Pode parecer estranho, a quem actualmente passa pela Redcross Way, encontrar um portão transformado num memorial à frente de um estaleiro do metropolitano de Londres mas a verdade é que até ao século XIX, este era o local onde os proscritos de Londres eram enterrados, no espírito de uma tradição que se iniciou em plena Idade Média.
Desde cedo, todas as actividades que não eram permitidas dentro das muralhas de Londres desenrolavam-se livremente na margem Sul do Tamisa. Entre tabernas, teatros e cervejarias, encontravam-se por aqui os "Gansos de Winchester", nome pelo qual eram popularmente conhecidas as prostitutas desta zona, que se encontrava sob jurisdição directa do bispo de Winchester.

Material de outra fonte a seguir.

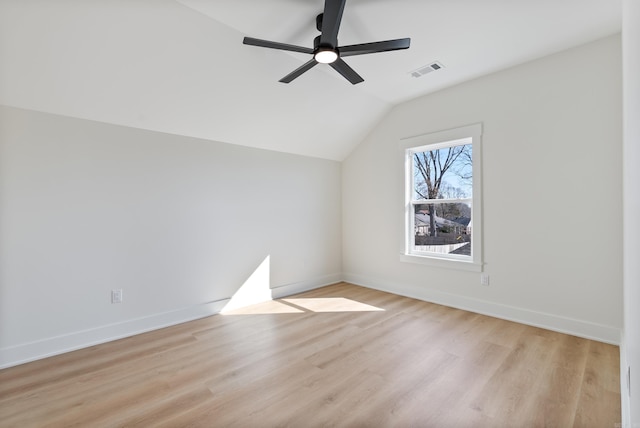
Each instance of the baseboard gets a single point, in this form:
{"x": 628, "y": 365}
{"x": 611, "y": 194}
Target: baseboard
{"x": 24, "y": 353}
{"x": 580, "y": 328}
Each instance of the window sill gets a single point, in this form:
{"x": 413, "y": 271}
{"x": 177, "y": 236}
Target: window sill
{"x": 442, "y": 263}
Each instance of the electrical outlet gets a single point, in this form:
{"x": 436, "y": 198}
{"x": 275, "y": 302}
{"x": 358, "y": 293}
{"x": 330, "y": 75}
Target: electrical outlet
{"x": 116, "y": 296}
{"x": 484, "y": 279}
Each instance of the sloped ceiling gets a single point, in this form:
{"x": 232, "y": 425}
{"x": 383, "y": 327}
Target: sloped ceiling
{"x": 180, "y": 66}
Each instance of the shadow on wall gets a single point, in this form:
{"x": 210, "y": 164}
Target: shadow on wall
{"x": 255, "y": 297}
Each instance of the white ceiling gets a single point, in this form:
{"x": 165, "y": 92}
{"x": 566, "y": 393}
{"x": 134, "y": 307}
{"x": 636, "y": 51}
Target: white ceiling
{"x": 180, "y": 66}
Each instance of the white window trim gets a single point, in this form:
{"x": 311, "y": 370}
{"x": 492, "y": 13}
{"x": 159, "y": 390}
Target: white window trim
{"x": 474, "y": 132}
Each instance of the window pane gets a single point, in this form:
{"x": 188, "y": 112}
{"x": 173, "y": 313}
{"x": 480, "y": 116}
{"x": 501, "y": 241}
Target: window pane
{"x": 446, "y": 232}
{"x": 444, "y": 173}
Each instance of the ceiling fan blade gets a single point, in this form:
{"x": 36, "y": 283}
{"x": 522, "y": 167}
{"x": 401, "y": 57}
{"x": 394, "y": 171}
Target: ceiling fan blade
{"x": 347, "y": 72}
{"x": 298, "y": 71}
{"x": 331, "y": 19}
{"x": 367, "y": 48}
{"x": 275, "y": 45}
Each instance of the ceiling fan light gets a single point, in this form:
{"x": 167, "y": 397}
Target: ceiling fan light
{"x": 326, "y": 56}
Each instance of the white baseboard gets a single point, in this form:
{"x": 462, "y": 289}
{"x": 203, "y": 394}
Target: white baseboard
{"x": 580, "y": 328}
{"x": 24, "y": 353}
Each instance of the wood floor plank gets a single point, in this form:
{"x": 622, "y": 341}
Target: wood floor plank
{"x": 340, "y": 355}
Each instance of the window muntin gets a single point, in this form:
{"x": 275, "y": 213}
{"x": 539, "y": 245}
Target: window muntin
{"x": 442, "y": 177}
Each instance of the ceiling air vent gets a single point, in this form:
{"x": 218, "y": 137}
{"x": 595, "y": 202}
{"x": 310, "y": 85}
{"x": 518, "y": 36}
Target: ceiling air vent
{"x": 434, "y": 66}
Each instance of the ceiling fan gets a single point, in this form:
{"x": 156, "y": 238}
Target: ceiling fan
{"x": 325, "y": 46}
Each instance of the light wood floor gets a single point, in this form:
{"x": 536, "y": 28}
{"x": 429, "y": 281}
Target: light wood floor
{"x": 337, "y": 356}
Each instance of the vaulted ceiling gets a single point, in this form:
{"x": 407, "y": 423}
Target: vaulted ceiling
{"x": 179, "y": 66}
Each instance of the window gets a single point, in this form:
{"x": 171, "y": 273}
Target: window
{"x": 442, "y": 198}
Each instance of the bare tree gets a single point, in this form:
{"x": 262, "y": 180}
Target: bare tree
{"x": 432, "y": 166}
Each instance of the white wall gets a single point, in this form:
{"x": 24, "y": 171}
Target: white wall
{"x": 552, "y": 194}
{"x": 178, "y": 223}
{"x": 630, "y": 349}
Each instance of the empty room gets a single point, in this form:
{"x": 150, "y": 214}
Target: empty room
{"x": 350, "y": 213}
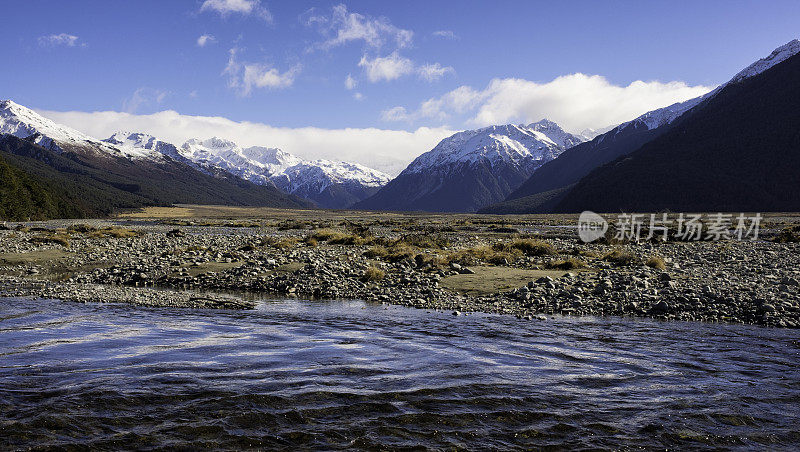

Sempre que alguém contraía uma doença venérea, dizia-se que tinha pele de galinha ("goosebumps") ou ainda que tinha sido mordido por um ganso de Winchester ("bitten by a Winchester goose").
Embora em vida estas mulheres gozassem de alguma protecção por parte das autoridades, quando morriam a coisa mudava de figura. Fosse de causas naturais ou doença (a sífilis era uma causa frequente de morte) o seu enterro em solo consagrado era proibido devido à sua vida considerada pecaminosa. Por esse motivo, as prostitutas começaram a ser enterradas num terreno não consagrado que se viria a tornar o cemitério de Cross Bones. Em 1598 o historiador John Stow escreveu:
"Ouvi da parte de homens idosos de bons créditos, relatos de que a estas mulheres solteiras eram negados os rituais da igreja, desde que continuassem a sua vida pecaminosa, e eram excluídas dos funerais cristãos se não se reconciliassem antes da sua morte. Por isso, havia um lote de terreno chamado adro das mulheres solteiras destinado a elas, longe da igreja paroquial."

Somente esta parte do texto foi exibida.